The emergence of Large Language Model (LLM)-based agents marks a significant step towards more capable Artificial Intelligence. However, the effectiveness of these agents is fundamentally constrained by the static nature of their internal knowledge. Tool use has become a critical paradigm to overcome these limitations, enabling agents to interact with dynamic data, execute complex computations, and act upon the world. This paper provides a comprehensive survey of the methods, challenges, and future directions in empowering LLM-based agents with tool-use capabilities. Through a systematic literature review, we synthesized the current state of the art, charting the evolution from foundational agent architectures and core invocation mechanisms like function calling to advanced strategies such as dynamic tool retrieval and autonomous tool creation.
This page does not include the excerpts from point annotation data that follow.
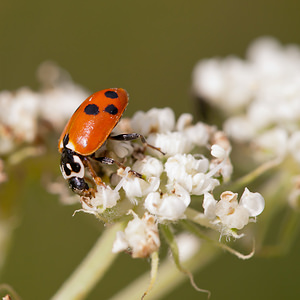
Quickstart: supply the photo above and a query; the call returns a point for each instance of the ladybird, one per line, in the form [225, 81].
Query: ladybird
[87, 130]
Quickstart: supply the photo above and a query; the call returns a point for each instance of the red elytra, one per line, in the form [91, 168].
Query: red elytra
[93, 121]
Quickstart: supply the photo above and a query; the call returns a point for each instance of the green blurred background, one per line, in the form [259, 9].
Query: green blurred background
[149, 48]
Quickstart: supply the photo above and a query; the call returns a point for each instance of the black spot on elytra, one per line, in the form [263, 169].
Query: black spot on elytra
[66, 140]
[67, 170]
[111, 109]
[91, 109]
[75, 167]
[111, 94]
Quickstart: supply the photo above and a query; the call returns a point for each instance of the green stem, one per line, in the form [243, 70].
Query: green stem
[169, 277]
[91, 269]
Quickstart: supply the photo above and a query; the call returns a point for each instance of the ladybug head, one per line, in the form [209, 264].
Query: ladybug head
[72, 169]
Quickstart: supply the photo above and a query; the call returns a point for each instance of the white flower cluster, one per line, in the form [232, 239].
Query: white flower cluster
[164, 193]
[260, 95]
[229, 213]
[24, 113]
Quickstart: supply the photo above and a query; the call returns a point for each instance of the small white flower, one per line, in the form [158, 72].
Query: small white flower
[228, 83]
[239, 128]
[19, 112]
[188, 245]
[136, 187]
[149, 166]
[190, 173]
[171, 142]
[272, 143]
[218, 152]
[184, 121]
[140, 236]
[154, 121]
[209, 206]
[234, 214]
[168, 206]
[120, 148]
[253, 202]
[294, 145]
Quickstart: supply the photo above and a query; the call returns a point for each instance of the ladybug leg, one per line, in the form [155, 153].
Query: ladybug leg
[109, 161]
[96, 178]
[135, 136]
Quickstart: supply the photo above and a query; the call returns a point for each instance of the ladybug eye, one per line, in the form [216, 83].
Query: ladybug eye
[72, 166]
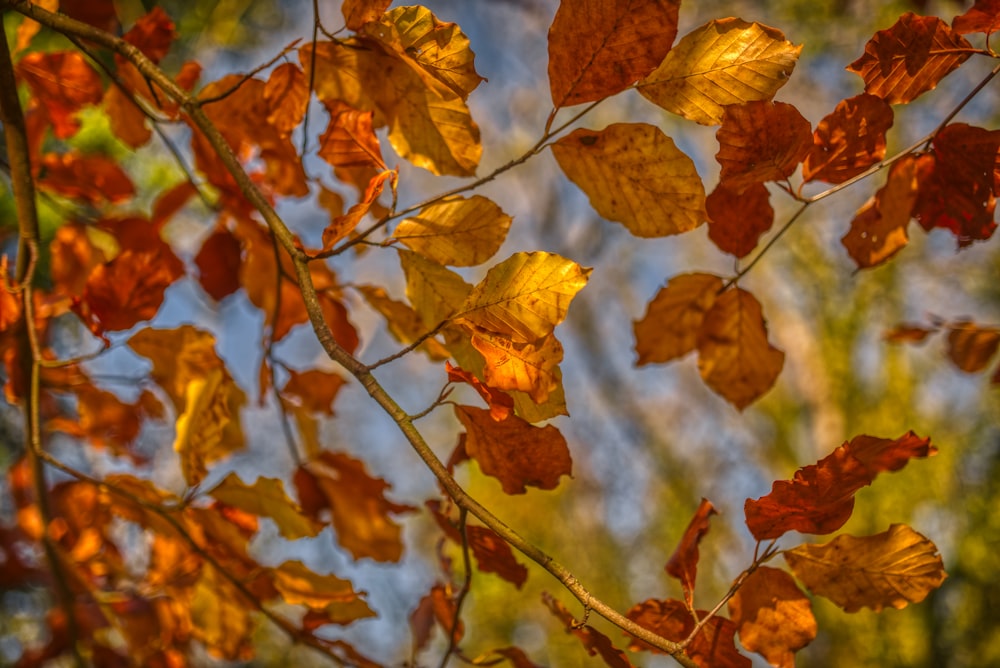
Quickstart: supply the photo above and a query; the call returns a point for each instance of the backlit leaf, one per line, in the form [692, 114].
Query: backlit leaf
[910, 58]
[849, 140]
[514, 451]
[772, 615]
[761, 141]
[819, 499]
[525, 296]
[735, 358]
[736, 221]
[597, 49]
[726, 61]
[890, 569]
[266, 498]
[683, 563]
[635, 175]
[459, 232]
[673, 318]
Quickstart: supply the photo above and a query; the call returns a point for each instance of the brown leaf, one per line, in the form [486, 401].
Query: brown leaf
[910, 58]
[735, 358]
[772, 615]
[635, 175]
[514, 451]
[894, 568]
[972, 347]
[597, 49]
[819, 499]
[761, 141]
[683, 563]
[736, 221]
[849, 140]
[673, 318]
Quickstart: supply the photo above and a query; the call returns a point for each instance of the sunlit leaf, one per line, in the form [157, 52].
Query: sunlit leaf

Our analysis revealed several critical challenges that impede the deployment of robust agents, including knowledge conflicts between internal priors and external evidence, significant performance degradation in long-context scenarios, non-monotonic scaling behaviors in compound systems, and novel security vulnerabilities. By mapping the current research landscape and identifying these key obstacles, this survey proposes a research agenda to guide future efforts in building more capable, secure, and reliable AI agents.